You're right that a lot of ruby developers are pretentious, especially compared to Java or C# developers. Most Ruby developers are programming/technology enthusiasts, they have a passion and interest in what they do, I spend a fair amount of my spare time programming, or reading about programming. This is especially true for experienced developers (before bootcamps were all teaching Rails), they learned Ruby in their own time, not at university.
On the other hand, a lot of Java/C#/Python devs do it as a job and nothing else, which there's absolutely nothing wrong with, everyone has different hobbies and interests. One of my coworkers was previously a Java developer, and he has no particular interest at all in programming, he would probably be just as happy as an accountant, he spends his spare time painting or with his family.
> there’s plenty of languages out there that developers can be just as productive with
There aren't that plenty really. Golang has nothing like Rails, neither does Node. You can say Django / Laravel but then it's the same performance issues.
Or maybe you're talking good old enterprise software like Spring / Asp. I don't think Ruby/Rails should feel inferior to any of those names for web development.
I think you can absolutely be just as productive with JS, but it's also easy to be incredibly unproductive.
The problem I have with JS (both for server side and client side) is that there's usually several different packages/libraries/frameworks to achieve the same goal, and often one gets deprecated in favour of another, requiring constant updates and changes to the development and build environment. JS development is all about the flavour of the week. For example gulp/grunt/webpack, or NPM/bower/yarn. This is compounded by the lack of a standard library.

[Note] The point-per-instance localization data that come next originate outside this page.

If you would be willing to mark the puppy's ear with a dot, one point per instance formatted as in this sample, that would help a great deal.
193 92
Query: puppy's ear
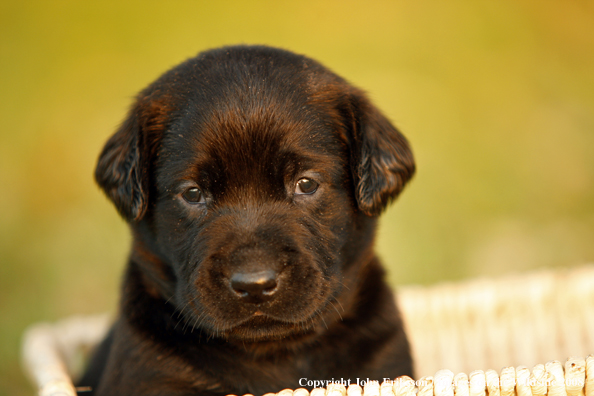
381 159
121 172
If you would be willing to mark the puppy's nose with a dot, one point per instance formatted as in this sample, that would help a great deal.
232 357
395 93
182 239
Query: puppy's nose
254 287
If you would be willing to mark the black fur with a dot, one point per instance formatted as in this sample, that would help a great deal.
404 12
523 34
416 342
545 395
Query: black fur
258 282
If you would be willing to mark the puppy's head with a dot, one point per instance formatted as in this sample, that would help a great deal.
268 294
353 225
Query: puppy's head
251 178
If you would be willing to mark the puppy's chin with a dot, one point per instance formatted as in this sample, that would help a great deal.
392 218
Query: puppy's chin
265 330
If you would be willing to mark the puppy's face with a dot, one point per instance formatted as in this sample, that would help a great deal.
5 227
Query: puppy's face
251 178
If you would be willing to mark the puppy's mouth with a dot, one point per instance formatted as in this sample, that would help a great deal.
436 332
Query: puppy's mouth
262 328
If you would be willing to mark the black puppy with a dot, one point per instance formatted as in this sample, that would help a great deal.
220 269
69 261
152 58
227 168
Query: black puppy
252 179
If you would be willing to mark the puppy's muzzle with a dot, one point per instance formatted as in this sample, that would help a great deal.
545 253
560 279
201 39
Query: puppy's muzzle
254 286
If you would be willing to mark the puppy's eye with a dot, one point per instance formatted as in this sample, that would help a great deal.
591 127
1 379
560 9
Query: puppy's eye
193 195
306 186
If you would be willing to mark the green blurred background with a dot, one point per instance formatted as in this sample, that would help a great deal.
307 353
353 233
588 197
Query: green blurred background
496 97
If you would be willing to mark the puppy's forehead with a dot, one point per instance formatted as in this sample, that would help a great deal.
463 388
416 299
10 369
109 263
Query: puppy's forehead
252 118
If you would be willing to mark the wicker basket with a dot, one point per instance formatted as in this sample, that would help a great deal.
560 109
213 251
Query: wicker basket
517 321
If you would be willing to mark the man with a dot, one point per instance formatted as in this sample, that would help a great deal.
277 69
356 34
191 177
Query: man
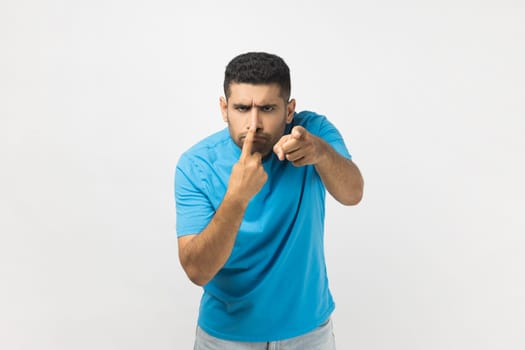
250 204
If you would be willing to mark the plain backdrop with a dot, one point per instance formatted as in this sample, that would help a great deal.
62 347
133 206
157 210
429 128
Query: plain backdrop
98 99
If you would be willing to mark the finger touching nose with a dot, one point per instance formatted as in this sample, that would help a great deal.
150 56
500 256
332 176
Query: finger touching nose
254 119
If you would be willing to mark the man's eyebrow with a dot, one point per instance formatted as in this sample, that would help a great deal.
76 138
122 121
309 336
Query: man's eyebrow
237 105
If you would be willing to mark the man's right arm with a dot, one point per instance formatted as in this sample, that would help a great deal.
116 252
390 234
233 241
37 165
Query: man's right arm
203 255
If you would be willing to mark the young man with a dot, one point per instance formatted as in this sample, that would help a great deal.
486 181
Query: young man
250 204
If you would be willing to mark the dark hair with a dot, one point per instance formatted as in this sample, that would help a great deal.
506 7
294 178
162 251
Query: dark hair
258 68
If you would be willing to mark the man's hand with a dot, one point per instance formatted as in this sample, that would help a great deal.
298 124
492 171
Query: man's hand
300 147
248 175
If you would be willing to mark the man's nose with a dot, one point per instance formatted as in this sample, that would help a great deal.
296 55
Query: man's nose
255 120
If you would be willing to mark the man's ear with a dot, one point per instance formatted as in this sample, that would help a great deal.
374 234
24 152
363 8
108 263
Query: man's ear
224 108
290 111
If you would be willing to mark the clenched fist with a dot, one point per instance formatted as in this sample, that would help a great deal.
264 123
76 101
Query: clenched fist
300 147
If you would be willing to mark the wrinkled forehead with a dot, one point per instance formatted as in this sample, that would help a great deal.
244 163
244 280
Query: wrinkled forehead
258 94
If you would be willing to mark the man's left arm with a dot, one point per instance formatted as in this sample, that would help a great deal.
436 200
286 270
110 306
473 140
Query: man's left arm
340 175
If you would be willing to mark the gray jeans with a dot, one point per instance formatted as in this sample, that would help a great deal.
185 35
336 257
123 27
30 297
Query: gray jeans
321 338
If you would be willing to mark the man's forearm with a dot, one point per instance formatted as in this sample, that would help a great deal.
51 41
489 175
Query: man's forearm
206 253
340 176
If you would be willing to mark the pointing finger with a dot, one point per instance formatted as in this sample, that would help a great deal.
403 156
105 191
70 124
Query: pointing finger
298 132
248 143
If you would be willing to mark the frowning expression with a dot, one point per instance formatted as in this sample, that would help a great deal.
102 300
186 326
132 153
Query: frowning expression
261 105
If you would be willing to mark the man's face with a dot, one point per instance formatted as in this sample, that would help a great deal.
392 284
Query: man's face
261 105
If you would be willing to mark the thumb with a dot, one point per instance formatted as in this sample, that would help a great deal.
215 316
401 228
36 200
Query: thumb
298 132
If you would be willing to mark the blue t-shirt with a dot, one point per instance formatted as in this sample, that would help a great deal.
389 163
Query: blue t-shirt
274 285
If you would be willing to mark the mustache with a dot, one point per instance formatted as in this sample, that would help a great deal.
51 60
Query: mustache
257 134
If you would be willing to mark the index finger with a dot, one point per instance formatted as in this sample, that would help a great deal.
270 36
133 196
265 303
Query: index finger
248 140
248 143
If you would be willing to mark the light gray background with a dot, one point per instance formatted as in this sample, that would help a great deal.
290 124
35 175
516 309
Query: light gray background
99 98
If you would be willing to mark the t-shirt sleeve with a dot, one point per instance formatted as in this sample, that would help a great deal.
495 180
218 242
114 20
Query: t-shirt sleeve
329 133
193 207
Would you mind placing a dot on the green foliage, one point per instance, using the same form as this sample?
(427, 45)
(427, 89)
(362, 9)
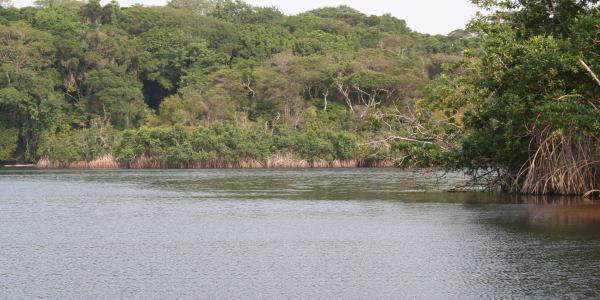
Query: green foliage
(528, 78)
(8, 143)
(80, 145)
(200, 79)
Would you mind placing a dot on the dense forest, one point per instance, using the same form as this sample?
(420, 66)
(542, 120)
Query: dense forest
(514, 98)
(209, 80)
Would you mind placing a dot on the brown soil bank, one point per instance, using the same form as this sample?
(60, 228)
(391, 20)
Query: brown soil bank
(275, 162)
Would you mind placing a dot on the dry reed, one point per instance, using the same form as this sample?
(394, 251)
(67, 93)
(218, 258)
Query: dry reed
(104, 162)
(284, 161)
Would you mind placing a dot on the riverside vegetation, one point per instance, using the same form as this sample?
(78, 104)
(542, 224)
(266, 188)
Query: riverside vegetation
(221, 84)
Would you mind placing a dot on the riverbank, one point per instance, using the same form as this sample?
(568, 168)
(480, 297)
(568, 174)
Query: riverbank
(273, 162)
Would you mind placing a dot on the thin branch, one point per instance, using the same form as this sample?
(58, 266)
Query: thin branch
(583, 64)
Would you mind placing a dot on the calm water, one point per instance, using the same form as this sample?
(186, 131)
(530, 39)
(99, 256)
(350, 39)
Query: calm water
(263, 234)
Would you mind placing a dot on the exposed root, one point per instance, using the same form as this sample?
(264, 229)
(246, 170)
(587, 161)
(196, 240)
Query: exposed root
(560, 166)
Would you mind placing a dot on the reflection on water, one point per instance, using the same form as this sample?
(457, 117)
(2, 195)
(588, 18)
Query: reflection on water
(347, 234)
(565, 213)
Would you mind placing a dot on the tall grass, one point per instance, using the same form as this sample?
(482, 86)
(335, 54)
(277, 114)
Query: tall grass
(104, 162)
(273, 162)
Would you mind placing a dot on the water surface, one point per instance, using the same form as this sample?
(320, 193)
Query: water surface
(265, 234)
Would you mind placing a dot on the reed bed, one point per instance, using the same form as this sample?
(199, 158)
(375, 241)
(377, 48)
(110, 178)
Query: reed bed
(274, 162)
(104, 162)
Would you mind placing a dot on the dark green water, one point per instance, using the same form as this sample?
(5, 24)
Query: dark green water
(301, 234)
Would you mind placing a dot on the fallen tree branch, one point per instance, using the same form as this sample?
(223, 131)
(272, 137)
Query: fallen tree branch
(585, 66)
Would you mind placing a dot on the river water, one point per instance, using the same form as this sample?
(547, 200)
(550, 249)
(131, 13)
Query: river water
(273, 234)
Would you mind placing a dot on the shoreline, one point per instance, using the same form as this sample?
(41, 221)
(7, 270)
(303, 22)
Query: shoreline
(108, 162)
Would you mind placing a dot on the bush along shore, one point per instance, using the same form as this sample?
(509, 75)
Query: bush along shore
(218, 146)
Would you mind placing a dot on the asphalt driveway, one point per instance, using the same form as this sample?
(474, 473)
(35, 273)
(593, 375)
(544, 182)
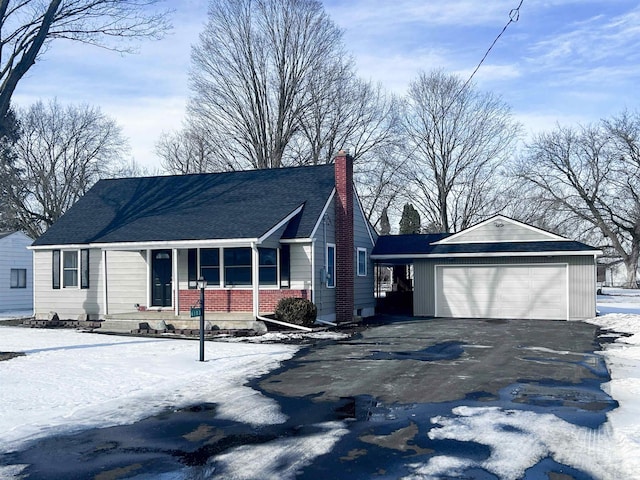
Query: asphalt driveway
(406, 360)
(374, 396)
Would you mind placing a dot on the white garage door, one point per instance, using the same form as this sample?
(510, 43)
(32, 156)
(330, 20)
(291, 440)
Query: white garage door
(502, 291)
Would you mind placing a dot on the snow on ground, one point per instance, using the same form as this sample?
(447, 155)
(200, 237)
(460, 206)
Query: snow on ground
(69, 380)
(519, 439)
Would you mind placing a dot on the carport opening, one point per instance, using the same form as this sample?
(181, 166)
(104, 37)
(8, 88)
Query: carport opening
(394, 288)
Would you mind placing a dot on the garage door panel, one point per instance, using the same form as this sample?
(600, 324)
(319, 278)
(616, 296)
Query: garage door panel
(502, 291)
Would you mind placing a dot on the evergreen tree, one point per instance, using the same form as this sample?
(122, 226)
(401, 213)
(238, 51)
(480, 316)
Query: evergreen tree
(410, 220)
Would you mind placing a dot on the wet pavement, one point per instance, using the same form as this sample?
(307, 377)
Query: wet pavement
(380, 390)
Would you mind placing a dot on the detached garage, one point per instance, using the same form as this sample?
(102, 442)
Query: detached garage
(499, 268)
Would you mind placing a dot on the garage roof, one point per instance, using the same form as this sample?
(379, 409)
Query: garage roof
(439, 245)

Every company has its own particular build system (and configuration of that system), libraries they use, style guide, and file/folder layout. It's also very easy to abuse scoping and class mutability, with only style guides and eslint to save you. It can be a lot of work keeping a larger and older project up to date.
> The problem I have with JS (both for server side and client side) is that there's usually several different packages/libraries/frameworks to achieve the same goal, and often one gets deprecated in favour of another, requiring constant updates and changes to the development and build environment. JS development is all about the flavour of the week. For example gulp/grunt/webpack, or NPM/bower/yarn. This is compounded by the lack of a standard library
So which ecosystem is more productive then? What you just described is horrible for a company like Shopify; they aren't a 3 men team working in a garage. And even for a small team, why would you wanna chase a crazy ecosystem like that instead of focusing on your actual product?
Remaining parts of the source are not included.